18 Fla. L. Weekly Supp. 162c

Online Reference: FLWSUPP 1802GONZ Insurance — Personal injury protection — Appeals — Premature — Certiorari challenge to discovery orders is premature where trial court has entered two irreconcilable orders without vacating either order

UNITED AUTOMOBILE INSURANCE COMPANY, Petitioner, vs. AFFILIATED HEALTHCARE CENTERS, INC., A/A/O SWANILDA GONZALEZ, Respondent. Circuit Court, 11th Judicial Circuit (Appellate) in and for Miami-Dade County. Case No. 09-132-AP. L.C. Case No. 06-12074-CC-08. November 10, 2010.

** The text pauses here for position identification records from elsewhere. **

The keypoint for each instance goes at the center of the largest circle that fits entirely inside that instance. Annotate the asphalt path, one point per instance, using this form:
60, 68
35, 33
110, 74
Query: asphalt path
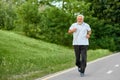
106, 68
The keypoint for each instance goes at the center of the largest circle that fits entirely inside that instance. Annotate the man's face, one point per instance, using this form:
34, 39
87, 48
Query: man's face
79, 19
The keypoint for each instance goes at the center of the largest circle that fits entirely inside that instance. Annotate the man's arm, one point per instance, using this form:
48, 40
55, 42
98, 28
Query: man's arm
88, 34
72, 30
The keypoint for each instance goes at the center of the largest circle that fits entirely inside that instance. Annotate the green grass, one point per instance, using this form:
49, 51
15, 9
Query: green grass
23, 58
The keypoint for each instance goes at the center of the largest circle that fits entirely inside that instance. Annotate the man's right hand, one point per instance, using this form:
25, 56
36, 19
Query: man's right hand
72, 30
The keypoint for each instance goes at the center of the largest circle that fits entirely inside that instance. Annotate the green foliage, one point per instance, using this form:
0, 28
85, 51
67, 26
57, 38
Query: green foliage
24, 58
42, 20
7, 16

[Editor’s note: County court order published at 16 Fla. L. Weekly Supp. 443a]Order Vacating Earlier Opinions and DismissingPetition for Writ of Certiorari

1. This cause came before the court upon a motion for rehearing or clarification by the respondent, Affiliated Healthcare Center, Inc.

2. In reviewing the conflicting opinions entered by the undersigned members of the appellate panel, grounds for clarification are more than evident. We appreciate the opportunity to resolve the conflicts.

3. We begin with the fundamental question of the trial court’s ruling, as two conflicting conformed copies of orders have been provided by the petitioner. One order overrules objections to a discovery request and requires responses in twenty days, and one order sustains the objections, and denies the motion to compel, and certifies a question to the Third District Court of Appeal. One order names Swanilda Gonzalez as “the insured” and one names another “claimant.” Because one order is a conformed copy and may not be filed in 06-12074-CC-05-08, we are unable to determine if the order has been entered by the clerk of the trial court and rendered for purposes of appellate review. See Burkette v. Sharp752 So. 2d 77, 78 (Fla. 2d DCA 2000) [25 Fla. L. Weekly D444b].

4. At the time of our May 17, 2010 opinion in this matter, there was a motion to clarify unresolved by the trial court judge as to why there were two conflicting discovery orders. The motion to clarify also does not appear in the trial court’s docket; however, a clocked in copy of the first page is contained in the appendix to the petition for writ of certiorari.

5. We acknowledge that the Third District Court of Appeal has reversed an opinion of an appellate panel of our circuit, requiring production of the same types of documents requested in this case, in the absence of a trial court’s order reciting the most unusual or compelling circumstances. See United Automobile Insurance Company vs. Friedman Chiropractic Center, P.A., 23 So. 3d 213 (Fla. 3d DCA 2009) [34 Fla. L. Weekly D2507a]; however, before ruling on the merits of the petition for certiorari, we must first consider that the petition for relief is premature if the trial court has entered two irreconcilable orders without vacating one or the other. One of the orders could be a mistake, or the trial judge may have changed his mind. Accordingly, we vacate our earlier opinions dated May 17, 2010 and July 15, 2010.

6. As the petition for a writ of certiorari is premature until the trial judge’s ruling is clarified, it is unnecessary to address the other issues raised by the pending petition and the pending motion for rehearing and clarification.

7. The petition for writ of certiorari is dismissed, without addressing the merits of either order entered by the learned trial court judge. (Before FRIEDMAN, HARDEE MUIR, and BAILEY, JJ.)